Links are placed where your thumbs already go. Notifications pull you into a feed before you ever reach the message you opened the app to read. The goal is to alienate you from your own intentions — so you lose track of where you were, and when you were.
As Bhogal writes:
“What makes social media even more disorienting than a casino is that our feeds are not just mazes in space, but also in time.”
Social platforms exploit a dozen other tricks. They leverage our own behavior against us — and to their benefit. Our attention, time perception, and even our offline awareness are under siege.
And it’s not without consequence.
Sleep performance is trending down. Depression and anxiety are on the rise. Some researchers have even linked disrupted time-perception — potentially exacerbated by constant screen use — to earlier puberty onset in children.
Screen time also correlates with accelerated aging. Muscle loss. Bone density decline. Other metabolic issues.
Social Media Shortens Life — Literally
Which is the ultimate point of Bhogal’s piece:
Social media doesn’t just waste time — it compresses and degrades it.
So I return to my original question:
At what point do we admit the costs of these technologies outweigh the benefits?
In A Hunter-Gatherer’s Guide to the 21st Century, Bret Weinstein and Heather Heying introduce a term I think about often: Sucker’s Folly — the mistaken belief that just because something works immediately, it must be good overall.
But the “folly” is this:
The hidden costs show up later.
Sometimes in ways we couldn’t predict, and never imagined.
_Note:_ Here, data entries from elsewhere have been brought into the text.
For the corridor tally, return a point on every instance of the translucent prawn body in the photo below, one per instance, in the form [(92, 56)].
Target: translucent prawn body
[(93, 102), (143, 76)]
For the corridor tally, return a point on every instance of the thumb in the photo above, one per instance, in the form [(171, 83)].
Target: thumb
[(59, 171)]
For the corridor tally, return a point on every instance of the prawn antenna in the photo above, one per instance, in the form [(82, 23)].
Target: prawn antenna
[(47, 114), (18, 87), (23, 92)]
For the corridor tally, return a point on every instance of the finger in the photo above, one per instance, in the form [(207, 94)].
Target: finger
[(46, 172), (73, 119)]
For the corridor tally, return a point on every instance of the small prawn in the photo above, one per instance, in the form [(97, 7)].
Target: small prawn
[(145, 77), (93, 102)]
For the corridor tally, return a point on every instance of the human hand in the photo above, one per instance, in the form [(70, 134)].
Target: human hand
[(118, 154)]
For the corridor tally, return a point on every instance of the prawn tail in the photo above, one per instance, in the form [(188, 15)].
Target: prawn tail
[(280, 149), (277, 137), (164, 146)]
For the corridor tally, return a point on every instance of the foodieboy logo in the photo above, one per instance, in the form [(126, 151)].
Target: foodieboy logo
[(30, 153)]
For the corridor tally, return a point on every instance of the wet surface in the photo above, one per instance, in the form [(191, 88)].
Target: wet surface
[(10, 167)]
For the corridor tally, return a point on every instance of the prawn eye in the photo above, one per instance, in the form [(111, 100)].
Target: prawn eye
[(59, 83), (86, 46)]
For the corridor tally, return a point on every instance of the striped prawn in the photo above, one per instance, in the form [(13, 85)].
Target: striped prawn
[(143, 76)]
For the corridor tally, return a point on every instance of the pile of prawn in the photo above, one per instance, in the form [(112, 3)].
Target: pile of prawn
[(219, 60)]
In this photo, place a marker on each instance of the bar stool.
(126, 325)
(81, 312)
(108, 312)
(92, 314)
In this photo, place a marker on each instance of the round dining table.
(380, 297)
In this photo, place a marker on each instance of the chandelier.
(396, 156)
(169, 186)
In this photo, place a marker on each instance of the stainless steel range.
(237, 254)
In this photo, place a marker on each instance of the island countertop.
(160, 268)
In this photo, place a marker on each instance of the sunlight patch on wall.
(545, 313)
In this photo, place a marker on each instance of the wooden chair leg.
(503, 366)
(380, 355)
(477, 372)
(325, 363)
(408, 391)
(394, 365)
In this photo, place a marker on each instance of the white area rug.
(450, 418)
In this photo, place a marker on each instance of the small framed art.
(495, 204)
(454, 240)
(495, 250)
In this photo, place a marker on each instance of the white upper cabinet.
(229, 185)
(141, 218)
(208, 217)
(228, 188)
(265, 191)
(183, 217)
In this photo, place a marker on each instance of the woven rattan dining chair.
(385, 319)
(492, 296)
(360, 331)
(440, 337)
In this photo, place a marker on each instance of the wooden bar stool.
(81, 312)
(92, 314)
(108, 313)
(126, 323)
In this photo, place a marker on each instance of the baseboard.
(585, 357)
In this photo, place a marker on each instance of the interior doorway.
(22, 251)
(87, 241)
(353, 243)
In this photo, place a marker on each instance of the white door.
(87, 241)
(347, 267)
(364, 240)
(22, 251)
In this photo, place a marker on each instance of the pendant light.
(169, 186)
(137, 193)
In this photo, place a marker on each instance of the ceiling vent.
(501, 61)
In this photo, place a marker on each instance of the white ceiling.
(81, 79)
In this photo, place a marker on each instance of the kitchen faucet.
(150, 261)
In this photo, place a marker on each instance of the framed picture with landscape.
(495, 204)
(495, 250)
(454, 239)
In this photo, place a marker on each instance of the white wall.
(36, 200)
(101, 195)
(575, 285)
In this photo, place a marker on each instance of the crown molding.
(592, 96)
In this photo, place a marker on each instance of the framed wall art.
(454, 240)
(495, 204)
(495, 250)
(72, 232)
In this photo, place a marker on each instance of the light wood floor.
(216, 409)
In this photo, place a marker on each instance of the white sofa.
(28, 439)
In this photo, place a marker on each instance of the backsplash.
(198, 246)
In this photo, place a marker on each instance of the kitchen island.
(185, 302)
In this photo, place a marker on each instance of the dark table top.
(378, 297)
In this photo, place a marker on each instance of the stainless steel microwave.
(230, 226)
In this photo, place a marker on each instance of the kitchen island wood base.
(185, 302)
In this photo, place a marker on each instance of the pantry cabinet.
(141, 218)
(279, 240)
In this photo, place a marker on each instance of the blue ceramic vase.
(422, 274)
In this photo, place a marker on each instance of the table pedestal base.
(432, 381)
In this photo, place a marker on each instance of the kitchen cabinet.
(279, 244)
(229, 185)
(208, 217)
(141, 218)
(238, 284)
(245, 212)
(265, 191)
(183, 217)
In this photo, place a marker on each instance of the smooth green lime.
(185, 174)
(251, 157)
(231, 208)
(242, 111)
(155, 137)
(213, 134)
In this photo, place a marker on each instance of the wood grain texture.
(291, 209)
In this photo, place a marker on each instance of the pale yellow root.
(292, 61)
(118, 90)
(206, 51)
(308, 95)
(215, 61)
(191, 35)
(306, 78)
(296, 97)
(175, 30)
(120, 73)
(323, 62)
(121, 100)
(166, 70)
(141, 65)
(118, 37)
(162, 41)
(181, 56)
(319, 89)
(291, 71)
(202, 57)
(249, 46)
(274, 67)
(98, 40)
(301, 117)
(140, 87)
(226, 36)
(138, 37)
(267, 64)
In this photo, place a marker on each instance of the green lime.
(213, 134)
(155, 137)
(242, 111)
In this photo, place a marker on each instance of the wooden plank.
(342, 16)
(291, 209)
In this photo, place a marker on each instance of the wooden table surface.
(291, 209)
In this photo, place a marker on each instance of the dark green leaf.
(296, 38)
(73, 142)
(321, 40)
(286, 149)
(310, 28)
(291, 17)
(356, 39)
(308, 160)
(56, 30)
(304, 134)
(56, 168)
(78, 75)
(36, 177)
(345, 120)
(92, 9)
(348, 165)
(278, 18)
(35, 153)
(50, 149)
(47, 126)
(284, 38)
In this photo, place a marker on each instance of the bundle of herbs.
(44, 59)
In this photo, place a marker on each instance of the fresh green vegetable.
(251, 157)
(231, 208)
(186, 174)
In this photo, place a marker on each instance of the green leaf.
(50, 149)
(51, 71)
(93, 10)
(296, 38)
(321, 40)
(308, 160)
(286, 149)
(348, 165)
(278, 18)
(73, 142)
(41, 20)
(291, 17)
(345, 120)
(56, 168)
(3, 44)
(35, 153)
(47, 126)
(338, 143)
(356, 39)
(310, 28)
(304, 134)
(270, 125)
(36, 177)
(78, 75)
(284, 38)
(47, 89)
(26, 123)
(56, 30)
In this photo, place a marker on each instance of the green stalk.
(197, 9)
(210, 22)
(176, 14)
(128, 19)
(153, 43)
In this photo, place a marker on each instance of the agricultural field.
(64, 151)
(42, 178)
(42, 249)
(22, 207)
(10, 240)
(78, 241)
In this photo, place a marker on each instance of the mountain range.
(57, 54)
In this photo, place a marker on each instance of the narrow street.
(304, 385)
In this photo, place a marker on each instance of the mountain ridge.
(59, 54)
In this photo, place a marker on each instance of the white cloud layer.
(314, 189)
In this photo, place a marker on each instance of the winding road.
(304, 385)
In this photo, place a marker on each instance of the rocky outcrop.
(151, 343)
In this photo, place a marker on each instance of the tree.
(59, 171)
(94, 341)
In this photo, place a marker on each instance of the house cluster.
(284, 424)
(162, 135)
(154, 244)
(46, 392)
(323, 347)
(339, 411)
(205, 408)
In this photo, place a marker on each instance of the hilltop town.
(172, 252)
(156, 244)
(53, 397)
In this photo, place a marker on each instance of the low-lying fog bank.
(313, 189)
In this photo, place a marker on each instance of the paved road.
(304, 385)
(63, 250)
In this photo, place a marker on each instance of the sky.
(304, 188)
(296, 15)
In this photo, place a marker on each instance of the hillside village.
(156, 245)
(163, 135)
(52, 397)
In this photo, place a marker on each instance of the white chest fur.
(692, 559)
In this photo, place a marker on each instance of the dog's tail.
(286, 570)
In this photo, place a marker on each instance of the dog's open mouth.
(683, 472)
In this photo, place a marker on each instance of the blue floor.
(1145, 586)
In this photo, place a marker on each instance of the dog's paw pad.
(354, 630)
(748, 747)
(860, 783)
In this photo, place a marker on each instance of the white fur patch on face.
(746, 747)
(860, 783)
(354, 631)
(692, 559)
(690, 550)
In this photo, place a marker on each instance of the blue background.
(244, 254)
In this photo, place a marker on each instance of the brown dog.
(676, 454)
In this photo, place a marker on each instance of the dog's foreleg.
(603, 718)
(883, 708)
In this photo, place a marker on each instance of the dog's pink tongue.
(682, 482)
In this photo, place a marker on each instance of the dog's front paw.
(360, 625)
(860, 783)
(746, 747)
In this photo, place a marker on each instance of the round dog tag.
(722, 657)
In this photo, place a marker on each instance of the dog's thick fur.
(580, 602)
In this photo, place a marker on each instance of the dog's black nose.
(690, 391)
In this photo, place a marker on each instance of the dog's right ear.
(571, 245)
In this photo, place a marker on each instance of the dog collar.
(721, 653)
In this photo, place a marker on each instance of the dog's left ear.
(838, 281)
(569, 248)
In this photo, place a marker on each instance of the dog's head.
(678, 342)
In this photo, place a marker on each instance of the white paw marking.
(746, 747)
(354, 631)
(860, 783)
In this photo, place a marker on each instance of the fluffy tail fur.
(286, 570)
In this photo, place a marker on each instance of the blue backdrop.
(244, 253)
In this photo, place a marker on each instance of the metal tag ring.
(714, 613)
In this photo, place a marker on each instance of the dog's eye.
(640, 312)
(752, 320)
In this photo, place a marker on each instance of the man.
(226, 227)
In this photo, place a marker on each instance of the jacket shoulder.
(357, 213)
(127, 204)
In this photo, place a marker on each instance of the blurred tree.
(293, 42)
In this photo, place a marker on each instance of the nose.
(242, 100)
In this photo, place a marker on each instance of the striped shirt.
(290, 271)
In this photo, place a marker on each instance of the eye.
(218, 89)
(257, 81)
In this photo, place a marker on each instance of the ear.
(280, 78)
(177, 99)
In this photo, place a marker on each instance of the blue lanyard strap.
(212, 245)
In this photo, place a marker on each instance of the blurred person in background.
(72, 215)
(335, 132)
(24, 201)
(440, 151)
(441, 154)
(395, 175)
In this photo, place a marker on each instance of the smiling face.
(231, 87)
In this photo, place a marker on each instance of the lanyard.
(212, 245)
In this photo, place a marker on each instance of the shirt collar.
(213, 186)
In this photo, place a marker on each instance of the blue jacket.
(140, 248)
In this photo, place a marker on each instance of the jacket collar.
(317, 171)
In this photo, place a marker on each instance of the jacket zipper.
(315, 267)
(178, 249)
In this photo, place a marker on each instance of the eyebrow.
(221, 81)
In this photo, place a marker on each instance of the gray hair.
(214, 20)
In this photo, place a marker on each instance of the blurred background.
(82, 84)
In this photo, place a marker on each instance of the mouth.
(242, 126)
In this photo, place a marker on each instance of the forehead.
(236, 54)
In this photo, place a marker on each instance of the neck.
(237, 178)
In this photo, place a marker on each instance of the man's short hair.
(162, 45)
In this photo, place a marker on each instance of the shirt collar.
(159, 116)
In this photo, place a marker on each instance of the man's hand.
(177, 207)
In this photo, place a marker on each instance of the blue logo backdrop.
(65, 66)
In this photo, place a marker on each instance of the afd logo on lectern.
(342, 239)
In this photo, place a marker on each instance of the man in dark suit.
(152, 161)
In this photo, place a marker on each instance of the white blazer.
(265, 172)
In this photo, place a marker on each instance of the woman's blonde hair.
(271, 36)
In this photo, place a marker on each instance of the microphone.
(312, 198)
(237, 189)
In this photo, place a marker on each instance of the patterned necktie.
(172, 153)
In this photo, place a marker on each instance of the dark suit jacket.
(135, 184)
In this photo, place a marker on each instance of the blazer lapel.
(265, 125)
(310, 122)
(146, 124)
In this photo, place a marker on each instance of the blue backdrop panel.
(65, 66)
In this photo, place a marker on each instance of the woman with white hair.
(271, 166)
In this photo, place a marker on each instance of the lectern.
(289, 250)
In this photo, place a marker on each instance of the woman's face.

They use the automobile as an example. Cars solved transportation brilliantly. But decades later, we started seeing the real cost — greenhouse emissions, climate impacts, auto fatalities.
We’re evolutionarily wired to trust short-term payoffs because, in the ancestral world, long-term harms were rare. But modern technologies have long-tail risks — and we keep falling for them.
That’s why Bret and Heather argue that we need caution in our principles, and humility in our innovations.
The Folly of Social Media
Maybe now we’re finally seeing the folly.
Social media solved the problem of information flow. But it ruined authentic connection.
And now we’re seeing it degrade the very fabric of our lives.
Worse still — I’d argue that the “attention engineers” continue exploiting their capabilities, even with growing public awareness of the consequences.
So I ask, out of genuine curiosity:
Where is the line between clever behavioral design and outright manipulative harm?
Why do we continue giving innovators a pardon from the chaos they create?
A New Hippocratic Oath?
It’s not a one-to-one comparison, but I can’t help thinking of the Hippocratic Oath — the ancient physician’s pledge to prioritize patient care and do no harm.
Should we institute something similar across the tech sector?
This isn’t about punishing ingenuity — it’s about governing practices that systematically exploit cognitive vulnerabilities.
We already regulate nicotine, gambling, and alcohol — products that hijack human biology. Why should attention-harvesting design be exempt just because it’s clever?
As Uncle Ben told Peter Parker:
“With great power comes great responsibility.”
So should we hold “attention engineers” accountable for their abuse of power?
What constitutes abuse?
What’s fair?
What’s legal?
What’s ethical?
I don’t have a final answer.
But I do believe this:
We scroll, we age, we forget — and the architects keep building the maze.
Guardrails must be built before the system spins too far out of control.
Then again… who’s to say we aren’t already there?